Поднимаю глаза и встречаюсь с Франсуа Гереном.
— Добрый день, — здороваюсь с ним на французском.
Он галантно склоняется и целует руку, и лишь на секунду замирает, замечая пустой безымянный палец.
— Вы собираетесь на праздник во Вьентьян, мисс? — спрашивает он, пока я иду по тропинке из храма в сторону дома. Было невыносимо жарко, земля под ногами растрескалась. Франсуа вел под уздцы гнедого коня, и то и дело вынимал белый батистовый платок из кармана и протирал лоб.
— Даже не знаю, — искренне пожимаю плечами, — отец получил приглашение, а это означает, что отказ будет расценен как оскорбление.
Франсуа нахмурился, он повел плечом и дернул рукой в сторону тугого воротничка, явно желая расстегнуть верхние пуговицы кителя, но замер на полпути и поспешил одёрнуть руку, не смея сделать подобного в присутствии женщины. Столь похвальная выдержка вызвала невольную улыбку на моем лице, и, заметив ее, Франсуа смутился и отвел глаза, кашлянув.

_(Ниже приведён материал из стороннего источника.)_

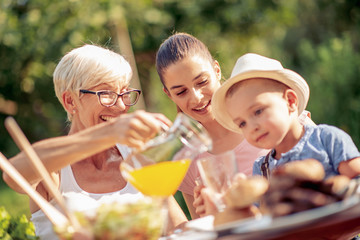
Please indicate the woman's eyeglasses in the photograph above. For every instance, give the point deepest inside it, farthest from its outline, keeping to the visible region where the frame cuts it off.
(109, 98)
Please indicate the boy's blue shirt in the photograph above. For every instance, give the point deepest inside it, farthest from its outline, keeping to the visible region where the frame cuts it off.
(328, 144)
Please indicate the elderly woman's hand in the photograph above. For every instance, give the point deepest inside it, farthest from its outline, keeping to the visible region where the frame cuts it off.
(134, 129)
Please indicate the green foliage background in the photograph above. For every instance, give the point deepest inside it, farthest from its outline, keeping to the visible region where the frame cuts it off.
(318, 39)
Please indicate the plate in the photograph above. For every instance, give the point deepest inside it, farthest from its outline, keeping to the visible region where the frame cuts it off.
(331, 215)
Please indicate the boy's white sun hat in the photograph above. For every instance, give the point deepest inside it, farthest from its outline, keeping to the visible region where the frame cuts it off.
(252, 65)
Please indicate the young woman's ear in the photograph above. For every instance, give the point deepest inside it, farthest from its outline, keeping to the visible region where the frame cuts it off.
(167, 92)
(217, 70)
(292, 99)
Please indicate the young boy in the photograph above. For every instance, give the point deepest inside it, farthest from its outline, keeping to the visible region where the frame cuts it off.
(262, 100)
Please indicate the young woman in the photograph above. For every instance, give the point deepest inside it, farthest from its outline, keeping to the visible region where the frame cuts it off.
(190, 76)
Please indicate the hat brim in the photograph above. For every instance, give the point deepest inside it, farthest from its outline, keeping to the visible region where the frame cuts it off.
(285, 76)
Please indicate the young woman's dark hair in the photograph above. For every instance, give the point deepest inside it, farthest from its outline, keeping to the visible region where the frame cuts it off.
(178, 47)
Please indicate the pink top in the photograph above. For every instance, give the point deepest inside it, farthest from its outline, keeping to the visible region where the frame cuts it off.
(246, 154)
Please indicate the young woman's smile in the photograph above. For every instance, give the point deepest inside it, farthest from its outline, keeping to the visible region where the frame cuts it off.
(190, 83)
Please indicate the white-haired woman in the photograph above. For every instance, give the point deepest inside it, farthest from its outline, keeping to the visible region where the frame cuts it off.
(92, 84)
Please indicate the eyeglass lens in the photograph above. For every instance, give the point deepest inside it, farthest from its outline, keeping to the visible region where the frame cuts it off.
(109, 98)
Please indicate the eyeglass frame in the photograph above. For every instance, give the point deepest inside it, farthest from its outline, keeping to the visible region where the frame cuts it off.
(117, 97)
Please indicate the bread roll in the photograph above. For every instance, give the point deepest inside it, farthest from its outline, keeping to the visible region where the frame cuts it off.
(233, 214)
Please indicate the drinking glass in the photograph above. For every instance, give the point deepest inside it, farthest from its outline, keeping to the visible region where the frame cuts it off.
(217, 173)
(158, 169)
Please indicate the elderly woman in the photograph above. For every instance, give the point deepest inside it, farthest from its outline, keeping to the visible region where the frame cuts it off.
(92, 84)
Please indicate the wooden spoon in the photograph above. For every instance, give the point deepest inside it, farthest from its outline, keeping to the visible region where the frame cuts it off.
(39, 167)
(54, 215)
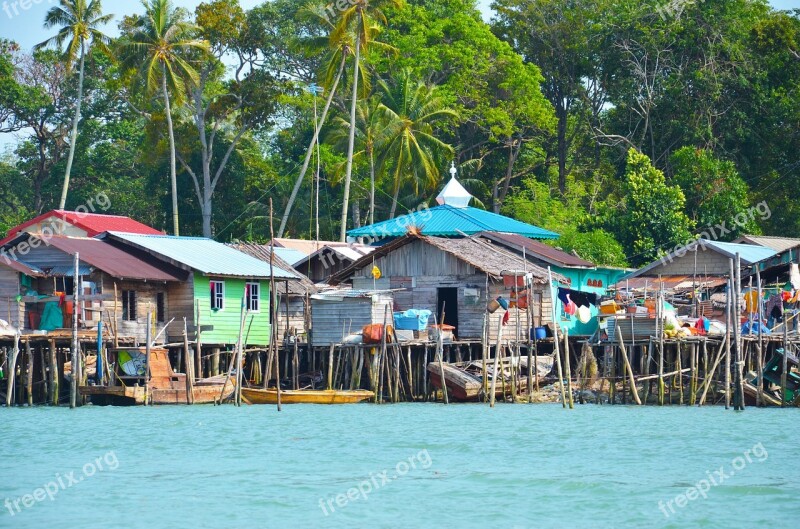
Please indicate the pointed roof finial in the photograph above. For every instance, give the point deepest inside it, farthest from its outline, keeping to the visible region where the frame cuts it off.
(454, 193)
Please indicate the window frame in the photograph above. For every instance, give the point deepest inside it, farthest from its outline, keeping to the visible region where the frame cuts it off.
(249, 297)
(217, 294)
(129, 308)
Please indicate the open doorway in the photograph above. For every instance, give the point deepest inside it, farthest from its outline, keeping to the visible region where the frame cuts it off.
(447, 300)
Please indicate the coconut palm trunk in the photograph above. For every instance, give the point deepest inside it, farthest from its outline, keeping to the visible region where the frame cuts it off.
(172, 161)
(74, 136)
(310, 150)
(351, 144)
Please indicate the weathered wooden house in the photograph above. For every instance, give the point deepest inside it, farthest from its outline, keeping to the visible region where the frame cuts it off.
(125, 285)
(331, 259)
(222, 283)
(456, 276)
(294, 310)
(582, 275)
(336, 314)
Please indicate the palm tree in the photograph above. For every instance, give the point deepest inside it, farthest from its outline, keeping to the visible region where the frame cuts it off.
(364, 15)
(78, 23)
(339, 44)
(412, 109)
(157, 48)
(370, 126)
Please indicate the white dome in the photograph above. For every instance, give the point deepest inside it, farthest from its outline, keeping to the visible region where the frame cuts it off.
(454, 193)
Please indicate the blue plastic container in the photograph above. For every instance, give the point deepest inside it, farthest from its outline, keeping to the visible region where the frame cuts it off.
(539, 332)
(412, 320)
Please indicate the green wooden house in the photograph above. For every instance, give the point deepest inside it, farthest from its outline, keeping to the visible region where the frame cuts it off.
(222, 283)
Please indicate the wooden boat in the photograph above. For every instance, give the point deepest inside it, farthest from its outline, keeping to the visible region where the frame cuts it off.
(165, 386)
(464, 380)
(305, 396)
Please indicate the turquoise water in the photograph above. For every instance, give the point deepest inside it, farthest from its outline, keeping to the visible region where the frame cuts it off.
(515, 466)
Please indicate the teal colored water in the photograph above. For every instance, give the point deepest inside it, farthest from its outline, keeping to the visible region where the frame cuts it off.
(456, 466)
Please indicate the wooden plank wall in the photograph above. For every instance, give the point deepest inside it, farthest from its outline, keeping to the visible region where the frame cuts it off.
(10, 310)
(331, 319)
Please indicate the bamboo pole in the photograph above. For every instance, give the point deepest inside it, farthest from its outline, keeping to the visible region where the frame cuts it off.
(146, 361)
(12, 371)
(738, 397)
(660, 333)
(29, 373)
(555, 338)
(189, 362)
(710, 375)
(493, 389)
(569, 369)
(440, 354)
(728, 331)
(760, 348)
(274, 309)
(785, 363)
(628, 367)
(73, 387)
(53, 375)
(239, 353)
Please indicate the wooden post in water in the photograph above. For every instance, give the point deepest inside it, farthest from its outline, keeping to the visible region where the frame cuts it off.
(12, 371)
(628, 367)
(273, 339)
(738, 396)
(660, 333)
(493, 389)
(53, 376)
(555, 340)
(760, 349)
(73, 387)
(569, 369)
(189, 362)
(728, 337)
(147, 360)
(785, 362)
(29, 373)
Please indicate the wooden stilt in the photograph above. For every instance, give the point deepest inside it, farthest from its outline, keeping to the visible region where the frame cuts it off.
(628, 367)
(29, 373)
(496, 368)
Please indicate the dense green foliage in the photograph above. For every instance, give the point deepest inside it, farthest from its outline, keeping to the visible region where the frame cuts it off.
(626, 127)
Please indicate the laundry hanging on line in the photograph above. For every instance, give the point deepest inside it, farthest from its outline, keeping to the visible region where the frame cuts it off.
(581, 299)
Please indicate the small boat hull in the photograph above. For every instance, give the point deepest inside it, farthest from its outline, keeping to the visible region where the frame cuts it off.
(205, 391)
(270, 396)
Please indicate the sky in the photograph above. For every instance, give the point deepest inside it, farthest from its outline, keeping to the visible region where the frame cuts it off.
(21, 21)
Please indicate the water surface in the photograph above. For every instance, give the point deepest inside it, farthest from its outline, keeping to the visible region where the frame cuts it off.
(407, 465)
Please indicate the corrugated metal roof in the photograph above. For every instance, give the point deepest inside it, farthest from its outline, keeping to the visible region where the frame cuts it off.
(92, 223)
(289, 255)
(538, 249)
(19, 266)
(300, 286)
(476, 252)
(203, 255)
(449, 221)
(749, 253)
(115, 261)
(779, 244)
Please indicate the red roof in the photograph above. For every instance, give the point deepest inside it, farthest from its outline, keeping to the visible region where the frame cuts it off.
(116, 262)
(92, 223)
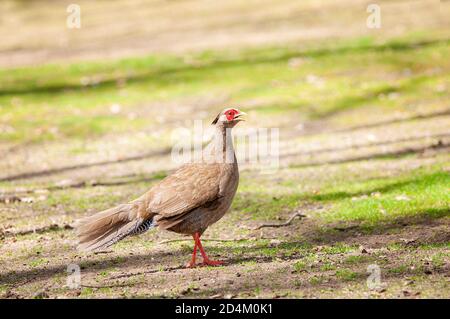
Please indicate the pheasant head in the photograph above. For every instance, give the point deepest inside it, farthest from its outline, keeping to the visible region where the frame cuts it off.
(228, 118)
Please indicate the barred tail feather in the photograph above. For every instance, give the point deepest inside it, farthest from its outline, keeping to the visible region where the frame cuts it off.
(106, 228)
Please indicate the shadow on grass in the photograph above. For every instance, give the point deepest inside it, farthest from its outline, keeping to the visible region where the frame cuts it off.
(381, 155)
(170, 75)
(58, 170)
(261, 253)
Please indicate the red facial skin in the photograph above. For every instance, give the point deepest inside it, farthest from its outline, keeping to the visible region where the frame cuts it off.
(231, 113)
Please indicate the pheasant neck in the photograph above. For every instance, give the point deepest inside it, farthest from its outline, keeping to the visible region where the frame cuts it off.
(223, 145)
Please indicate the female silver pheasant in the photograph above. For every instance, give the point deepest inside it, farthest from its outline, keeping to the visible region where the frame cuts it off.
(187, 202)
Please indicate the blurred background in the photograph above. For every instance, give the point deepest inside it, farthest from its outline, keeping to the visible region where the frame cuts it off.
(86, 114)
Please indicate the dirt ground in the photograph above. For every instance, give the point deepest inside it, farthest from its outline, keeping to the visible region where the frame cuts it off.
(46, 186)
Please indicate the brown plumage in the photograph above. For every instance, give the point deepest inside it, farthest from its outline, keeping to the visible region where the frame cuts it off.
(187, 202)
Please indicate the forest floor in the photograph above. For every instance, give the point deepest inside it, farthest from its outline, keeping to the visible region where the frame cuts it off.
(364, 145)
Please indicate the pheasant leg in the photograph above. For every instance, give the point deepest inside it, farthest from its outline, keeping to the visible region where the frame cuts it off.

— Пройдемте к нам в дом, Франсуа, — говорю дружелюбно, — отец как раз вернулся из столицы.
— Да, — кивнул юноша, — мы с вашим батюшкой ехали вместе, а точнее присоединились к нему на полпути.
— В самом деле? — искренне дивлюсь.
Франсуа кивает.
— Да, именно с его позволения наш отряд провел проверку в близ пролегающих лесах.

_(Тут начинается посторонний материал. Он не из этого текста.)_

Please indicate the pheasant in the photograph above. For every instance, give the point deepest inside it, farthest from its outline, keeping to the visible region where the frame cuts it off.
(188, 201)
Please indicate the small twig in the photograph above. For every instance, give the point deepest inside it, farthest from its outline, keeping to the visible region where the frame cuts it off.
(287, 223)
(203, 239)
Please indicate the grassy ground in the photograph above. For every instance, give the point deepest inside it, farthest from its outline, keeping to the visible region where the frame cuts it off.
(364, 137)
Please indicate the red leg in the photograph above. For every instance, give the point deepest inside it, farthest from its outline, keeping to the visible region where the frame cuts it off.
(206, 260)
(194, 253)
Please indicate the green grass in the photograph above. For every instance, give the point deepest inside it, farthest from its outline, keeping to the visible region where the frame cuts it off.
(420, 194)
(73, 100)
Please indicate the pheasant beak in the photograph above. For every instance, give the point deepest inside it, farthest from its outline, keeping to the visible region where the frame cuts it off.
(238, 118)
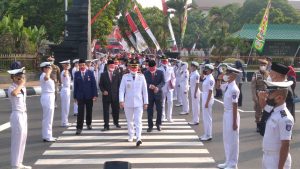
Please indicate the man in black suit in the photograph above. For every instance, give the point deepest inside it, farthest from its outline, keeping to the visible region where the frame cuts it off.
(155, 81)
(109, 85)
(85, 92)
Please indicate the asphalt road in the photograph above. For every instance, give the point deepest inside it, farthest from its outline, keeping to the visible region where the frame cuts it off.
(250, 142)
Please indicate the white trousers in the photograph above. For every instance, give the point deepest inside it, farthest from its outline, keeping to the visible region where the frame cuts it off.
(47, 101)
(18, 122)
(167, 95)
(185, 100)
(65, 95)
(134, 118)
(207, 115)
(195, 106)
(231, 139)
(271, 160)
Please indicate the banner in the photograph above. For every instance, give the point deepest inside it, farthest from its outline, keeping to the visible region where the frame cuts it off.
(260, 38)
(133, 42)
(141, 45)
(146, 27)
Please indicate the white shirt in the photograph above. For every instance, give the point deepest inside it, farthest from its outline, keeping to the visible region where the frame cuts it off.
(208, 84)
(18, 103)
(47, 86)
(278, 127)
(231, 95)
(133, 92)
(65, 81)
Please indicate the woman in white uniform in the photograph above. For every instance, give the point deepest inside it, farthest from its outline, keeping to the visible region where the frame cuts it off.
(18, 117)
(47, 101)
(207, 101)
(195, 93)
(65, 93)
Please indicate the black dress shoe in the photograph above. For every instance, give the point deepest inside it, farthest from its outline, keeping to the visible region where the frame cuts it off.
(89, 127)
(78, 131)
(105, 129)
(138, 143)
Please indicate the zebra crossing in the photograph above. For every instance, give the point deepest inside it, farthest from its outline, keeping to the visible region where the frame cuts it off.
(176, 146)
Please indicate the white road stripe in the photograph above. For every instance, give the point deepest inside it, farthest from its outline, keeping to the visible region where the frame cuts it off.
(126, 151)
(95, 127)
(122, 131)
(124, 144)
(92, 161)
(4, 126)
(145, 137)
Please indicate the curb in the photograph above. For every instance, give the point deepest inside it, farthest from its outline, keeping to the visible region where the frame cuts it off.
(35, 90)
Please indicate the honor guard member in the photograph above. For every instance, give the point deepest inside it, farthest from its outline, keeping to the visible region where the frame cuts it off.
(155, 81)
(75, 69)
(55, 76)
(207, 101)
(168, 88)
(231, 119)
(278, 133)
(195, 93)
(133, 97)
(65, 93)
(47, 101)
(277, 74)
(18, 118)
(257, 85)
(184, 88)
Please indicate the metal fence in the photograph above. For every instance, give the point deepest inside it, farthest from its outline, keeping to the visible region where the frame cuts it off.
(27, 60)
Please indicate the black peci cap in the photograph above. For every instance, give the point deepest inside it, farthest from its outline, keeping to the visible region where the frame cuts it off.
(280, 68)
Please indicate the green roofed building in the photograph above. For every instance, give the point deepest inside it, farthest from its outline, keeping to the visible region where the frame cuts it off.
(281, 39)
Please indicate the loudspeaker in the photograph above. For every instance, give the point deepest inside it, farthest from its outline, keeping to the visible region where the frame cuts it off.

— Чего-нибудь удалось найти? — хмыкаю.
— Ну помимо хищников и диких обезьян, которые принялись кидаться в нас орехами — ровном счетом ничего, — почесал затылок юноша.
И мы рассмеялись.
— Но, если честно, мисс Киара, я бы посоветовал вашему батюшке и вам уезжать из Индокитая на ближайшем теплоходе, — уже серьезно добавил он.
Я медлю с ответом. Да и как тут ответить, когда весь смысл существования Эдмонда Маре заключался в плантации, в нашем доме, который он построил, когда они с матерью были так молоды.